Thursday, December 11, 2008

Nonprofit Impact

"...[T]he dynamics driving the nonprofit sector actually undermine its organizations'ability to focus on results, despite the mounting pressure to do just that."

Jeffrey L. Bradach, Thomas J Tierney, and Nan Stone, "Delivering on the Promise of Nonprofits," Harvard Business Review, December 2008.

Unfortunately, this article doesn't fulfill the promise of saying much that is new about the nonprofit sectors' struggle to improve impact. After identifying an array of factors that constrain a "high impact" focus, the authors offer the remedies of mission statements, theory of change, good management as well as passionate leadership, and investment in infrastructure. These are good recommendations. Most nonprofits would benefit from adopting them.

I prefer the recent Forces for Good that grapples with the strategies a set of nonprofits evolved to achieve high impact. These cases say a bit more about how to build market share and impact.

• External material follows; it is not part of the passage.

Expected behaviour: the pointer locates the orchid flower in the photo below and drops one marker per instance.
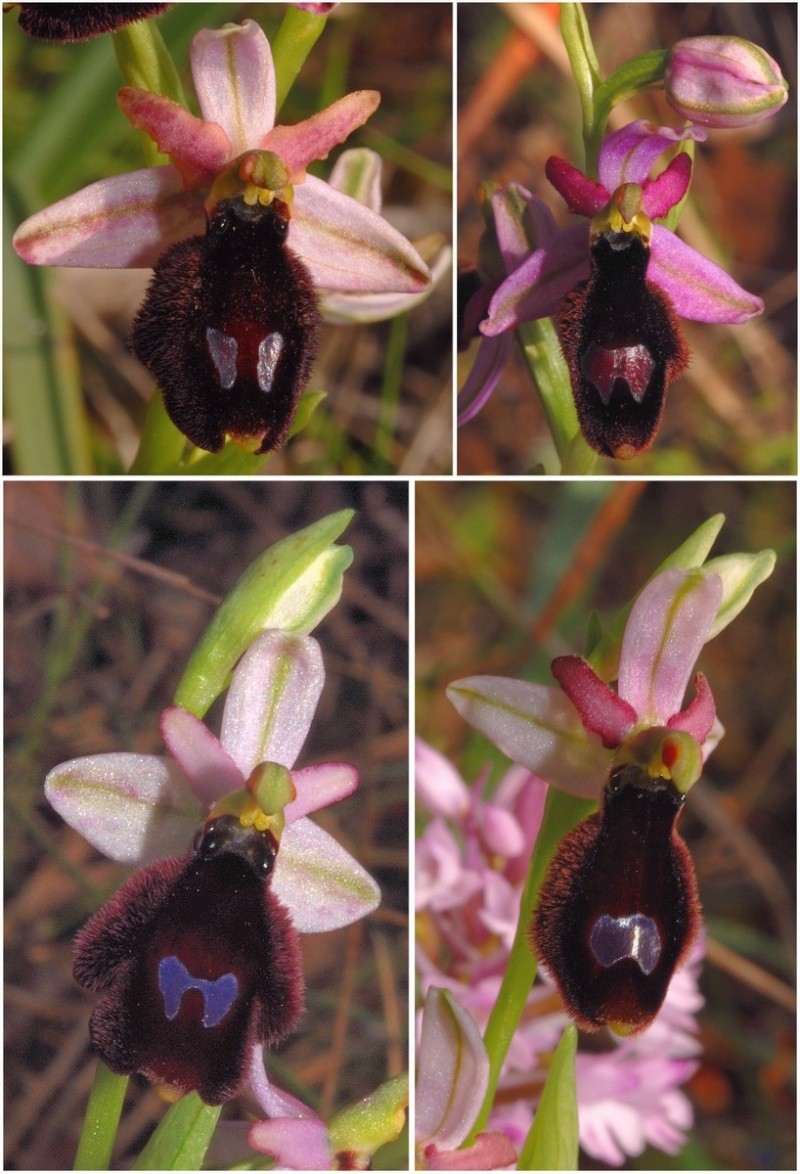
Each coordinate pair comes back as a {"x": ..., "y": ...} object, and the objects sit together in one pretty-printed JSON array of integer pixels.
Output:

A part of my discomfort with these discussions is that we need to be more precise about which nonprofits we are talking about. We simultaneously have too many nonprofits, too few high impact nonprofits, and a lot of nonprofits that are good but not great. Should we apply these nostrums across the field or should we make choices? Which nonprofits have the most potential for moving up? What are the nonprofit characteristics and behaviors that need to be present. And, when is "good" good enough.

Oddly, the article pivots on the story of the Harlem Children Zone and how it changed its theory of change. No mention of results, except for raising lots of money and inspiring replication envy.